Of course, bringing the classroom outdoors was not new to everyone. A handful of schools across the United States have been teaching health and sustainable initiatives outside for years. For example, Healthy Schools Campaign, a non-profit organization that believes that all students should have access to healthy school environments where they can learn and thrive, has been working with one middle school science teacher for quite some time.

At James Wadsworth Elementary School, in Chicago’s Woodlawn neighborhood, Pannha Sann saw a great opportunity for his science class that utilized the school’s public garden. Instead of focusing on large lessons inside, Sann incorporates mini lessons learned out in the garden into what he’s already teaching in the classroom.

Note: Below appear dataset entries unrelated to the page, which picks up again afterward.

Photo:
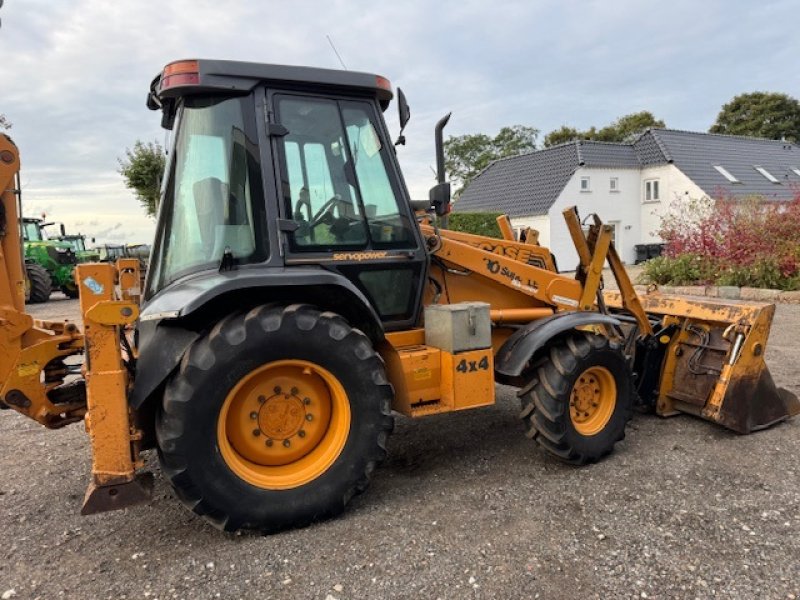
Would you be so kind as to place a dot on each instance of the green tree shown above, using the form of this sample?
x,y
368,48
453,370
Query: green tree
x,y
561,136
760,114
624,129
468,155
142,168
627,128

According to Healthy Schools Campaign, Senn was teaching his 8th grade students a lesson on energy, so they talked about the food growing in the garden as an energy source. His 7th grade students were learning about soil formation and used the garden as a living laboratory. His 6th grade students were learning about cellular respiration, and plants growing in the garden were a great way to bring that subject to life.

In addition to using the gardens as an example for existing lesson plans, students are taught about planting and harvesting foods. Maintaining the gardens teaches them where the food they eat comes from, what grows together, how to keep pests away, seasons for certain foods and more. They are also more accustomed to trying unfamiliar foods that are grown in the gardens.

Senn told Healthy Schools Campaign that “it’s good that these kids see the actual vegetable and see how it works and what it does for you.”

This particular garden program at James Wadsworth Elementary School is made available through a partnership with Healthy Schools Campaign and Openlands, another nonprofit group that is committed to supporting healthy and sustainable programs in schools. This particular program, Space to Grow, helps schools create new outdoor spaces that can be used to promote healthy and sustainable instruction during the school day.